How to answer this? With a clucking tongue? With hate filled disdain for those that have lost the meaning amongst the shopping and getting? How about another option – tell the truth?
You say it’s a made up holiday? Absolutely correct. 100% true. We don’t know when Jesus was born, and anyone who says otherwise is making things up. Here’s a thought. Let’s say you adopt a child. A toddler. But on the paperwork the date of birth is blank. You try to find out, but no dice. No birthday. Are you going to celebrate this child through the years? Of course, you are! You are going to make up a birthday, fill in that blank, and celebrate the heck out of that day every year. And that is what has been done.
So what day to pick? So you are living in the days long before electricity, long before central heat. And there is this day that is the coldest, the longest night, the bleakest. The winter solstice. Yeah, that is a pretty good time to celebrate a baby, a bit of hope, God become man. And every night after that is a little shorter, the days a little longer. The winter solstice, the smack dab middle of winter. Time to check the cellar and storehouse, will we have enough to make it to spring? Maybe a little extra? So let’s celebrate, let’s get that giant log on the fire so we don’t have to go out to the wood pile tonight. Yes, let’s celebrate Jesus tonight.
And what about Jesus? Hark the herald and have a holly jolly? Isn’t the story more than that? About a man scared out of his wits – desperate to find a place for his wife, because she is telling and yelling, not because he really understands what is about to happen. And a manger, and hay piled to comfort, cloaks spread – not the ideal way to see your bride’s nakedness for the first time. And pain, of yelling, panting, fluid, a broken hymen and a baby. And a little girl gives birth to a little boy.
Silent night – maybe. Holy Night, certainly.
In the New York Book Review it was pointed out that the original celebration at this time of the year was based on the Roman Saturnalia which in turn incorporated pagan beliefs. The “celebrations” were such that in the 1600’s the Puritans made it illegal to celebrate the “holiday” in Massachusetts & in the 1800’s local businessmen got so fed up with the chaos & destruction of property during the “celebrations” that they worked to get them moved indoors.. Prior to this change it had been customary for upper class people to give gifts to their servants usually consisting of something already in their household but once it was moved indoors then it was unlikely that a family member would want something already in their home so buying gifts became the custom. So a win-win for the business men.
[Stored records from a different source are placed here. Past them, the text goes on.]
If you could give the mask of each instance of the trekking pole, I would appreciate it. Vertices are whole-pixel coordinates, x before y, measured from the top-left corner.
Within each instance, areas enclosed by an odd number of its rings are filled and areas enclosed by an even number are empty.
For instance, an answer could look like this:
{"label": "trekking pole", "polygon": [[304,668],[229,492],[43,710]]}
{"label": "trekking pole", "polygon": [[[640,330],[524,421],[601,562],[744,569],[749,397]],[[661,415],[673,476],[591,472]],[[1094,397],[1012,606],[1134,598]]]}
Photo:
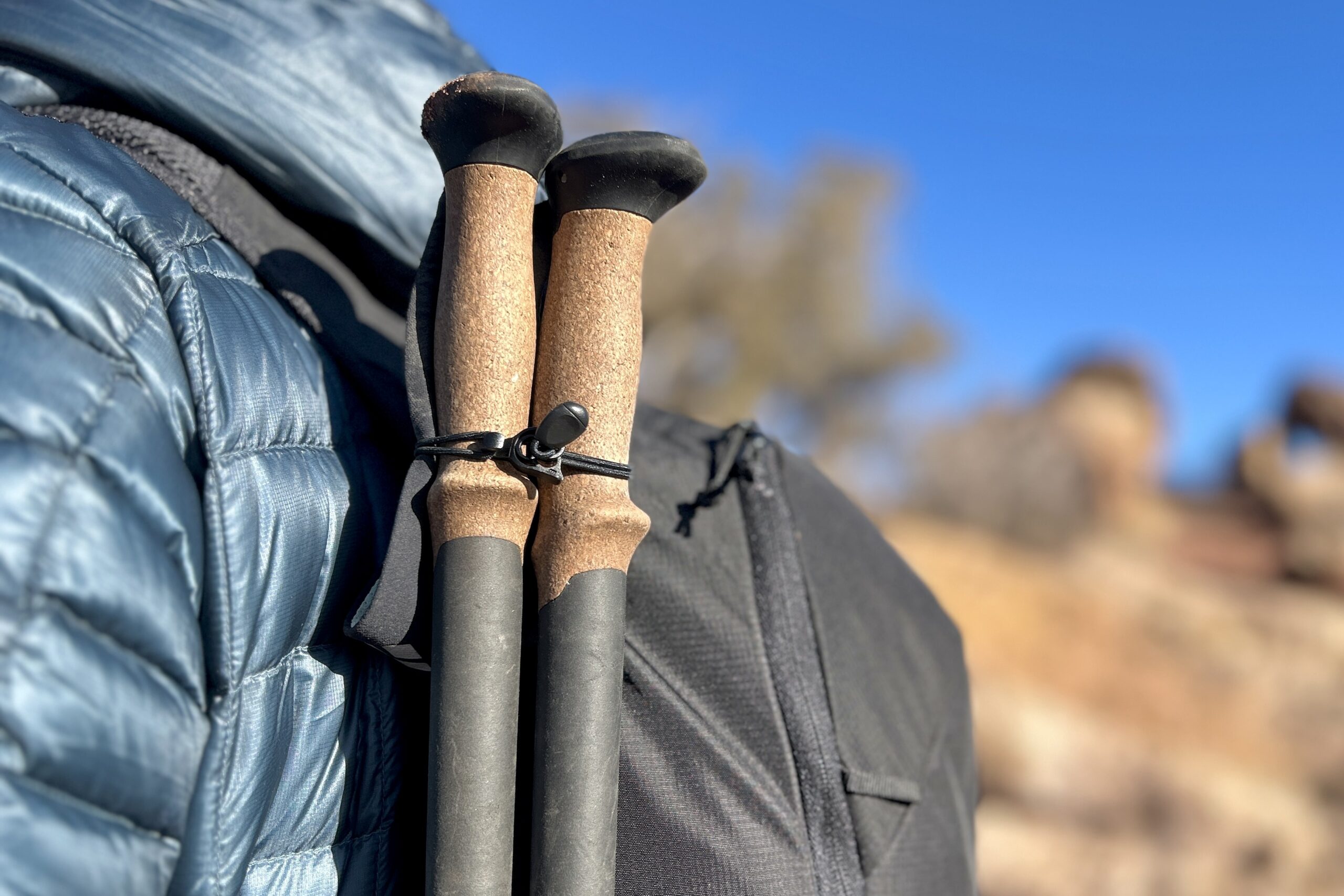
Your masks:
{"label": "trekking pole", "polygon": [[[532,399],[543,443],[573,439],[589,455],[628,462],[649,231],[704,176],[695,146],[644,132],[581,140],[547,167],[559,226]],[[551,438],[548,429],[566,431]],[[630,501],[625,480],[610,472],[539,482],[531,889],[538,896],[610,896],[625,574],[649,517]]]}
{"label": "trekking pole", "polygon": [[527,426],[536,351],[532,206],[560,146],[536,85],[450,81],[422,132],[444,169],[444,270],[434,320],[438,455],[426,889],[507,896],[512,884],[523,545],[535,488],[496,461]]}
In the trauma unit at Cook County, if the woman wasn’t beat up too much and she was in labor, I’d just referred to O.B. to get her off my hands. I had plenty of knifed and shot up patients along with car trauma patients to deal with. Learned a lot but it sucked.
On the other hand there is no evidence that Jesus was NOT born on December 25.
For the record I LOVE Christmas, its meaning, and all the ritual and cheer that goes with it. And I believe the original Nativity actually occurred.
That said …
My entirely secular version of this was about 20 years, a couple days before Christmas, midnight-ish in the ER, and the doors boom open and flying in via wheelchair was a twenty-something with her knees up to her ears, amniotic soaked, screaming her drug addict head off. She didn’t know how far along she was, had never bothered with any (free) pre-natal care, but had recently switched from IV drugs to pills because she wanted to do what was best for the baby (true hx). I walked out of the exam room fuming, snapping gloves off because I was caught, trapped by the damnable EMTALA abuse, and this birther was in active labor, and I was stuck with her. Calls to a very sympathetic OB down the road who agreed that yeah, we couldn’t move her, and was there anything he could do to help, and no, not now… had a pediatrician coming in for possible resuscitation of a narcotic-depressed newborn, and starting to gown up and head back in when a nitwit nurse gleefully exclaimed, “It’s a Christmas baby!” I whirled on her and growled, ere I stomped out of sight, “This is NOT a Christmas baby! There are no camels or palm trees in the parking lot, I haven’t seen a wise man all night, and there are damn sure no virgins in here!”
You birthed her. At least one wise man was in attendance!